韓国・統一省傘下のシンクタンク「統一研究院」が発表した「統一意識調査」(2024年4月調査)で、「韓国の核保有に賛成する」と答えた回答者が66.0%となり、前回の60.2%から増えたことが明らかになったのは、今年6月のこと。軍事境界線を隔て北朝鮮と接する韓国には、かねてから朝鮮半島有事において、核武装こそが自国を守る最大の手段、とする声が根強かった。
韓国と北朝鮮問題に詳しいジャーナリストが解説する。
「韓国は1970年代、核兵器開発計画を進めたことがあり、この時はアメリカに計画が露呈してしまい、アメリカ側から、『このまま核開発を続けるか、アメリカが持つ核の傘の下に入るか』の二社選択を迫られ、結果、韓国政府がアメリカから支援を受けることを選択。朝鮮半島に数万人の米兵が駐留することになったという経緯があるんです」
ところが周知のように、その後韓国と北朝鮮を巡る情勢はくっついたり離れたりと激変。だが、ここへきてロシアと北朝鮮とが事実上の軍事同盟を結んだことで、朝鮮半島有事への危機感が一気に高まりを見せることになる。
「これまで韓国はウクライナに殺傷兵器を提供せず、ロシアに対しても中立的な態度をとってきただけに、6月16日に北朝鮮とロシアが締結した新たな同盟は想定外の衝撃だったと言われています。そこで政府関係者の中からも、金正恩総書記が韓国に攻撃を仕掛けアメリカ介入の状況を作り、アメリカが撤退しなければ米本土を核爆弾で攻撃する。仮にそうなった場合、米政府は自国を守るため、韓国は見捨てられる。つまり、自分の身は自分で守る、核には核で対抗するしかない、という声が急激に高まってきたというわけなんです」(同)
そして、そんなタイミングで起こったのが、今回のトランプ氏の暗殺未遂事件だった。トランプ氏は大統領だった2016年、韓国がアメリカの防衛体制に対し「タダ乗りしているだけだ」と痛烈に非難。在韓米軍の経費をすべて韓国政府に負担させるか、それができなければ軍を撤退させると圧力をかけたことがあった。

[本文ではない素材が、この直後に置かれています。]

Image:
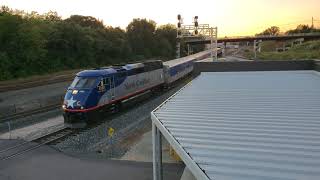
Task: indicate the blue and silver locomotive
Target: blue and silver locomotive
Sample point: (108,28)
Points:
(94,91)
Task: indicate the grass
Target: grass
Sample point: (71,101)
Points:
(305,51)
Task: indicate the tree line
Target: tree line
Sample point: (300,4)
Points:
(32,43)
(302,28)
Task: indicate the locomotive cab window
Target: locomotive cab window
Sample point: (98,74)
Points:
(83,82)
(106,81)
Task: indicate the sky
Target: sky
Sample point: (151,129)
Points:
(232,17)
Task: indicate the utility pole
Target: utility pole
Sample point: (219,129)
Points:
(312,23)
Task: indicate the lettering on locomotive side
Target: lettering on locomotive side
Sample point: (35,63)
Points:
(137,83)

「バイデン大統領の人気が急低下している中、今回の暗殺未遂で『もしトラ』が『ほぼトラ』になったことは間違いない。となれば、16年のトランプ氏の発言が俄然、真実味を帯びてくるはずです。しかも、トランプ氏が大統領になった場合、北朝鮮と直接外交に出ることも十分考えられる。韓国与党『国民の力』所属で核戦略フォーラムのメンバー、チェ・ジヨン氏などは、『自分たちのことを他国が守るべきだと考えるなんてばかげている。これは私たちの問題であり、私たちが責任を負うものだ』と声高に叫んでいますが、韓国内では今後、核についての議論が活発化されることは間違いないでしょうね」(同)
トランプ氏再選により、尹政権がバイデン政権と交わした「ワシントン宣言」の効力が弱まるようなことになれば、韓国世論全体が核武装容認へと傾く可能性も否定できないが、そうなれば、隣国である日本としても対岸の火事などとは言っていられなくなるだろう。11月まで4カ月を切ったが、すべてが米大統領選の行方にかかっている。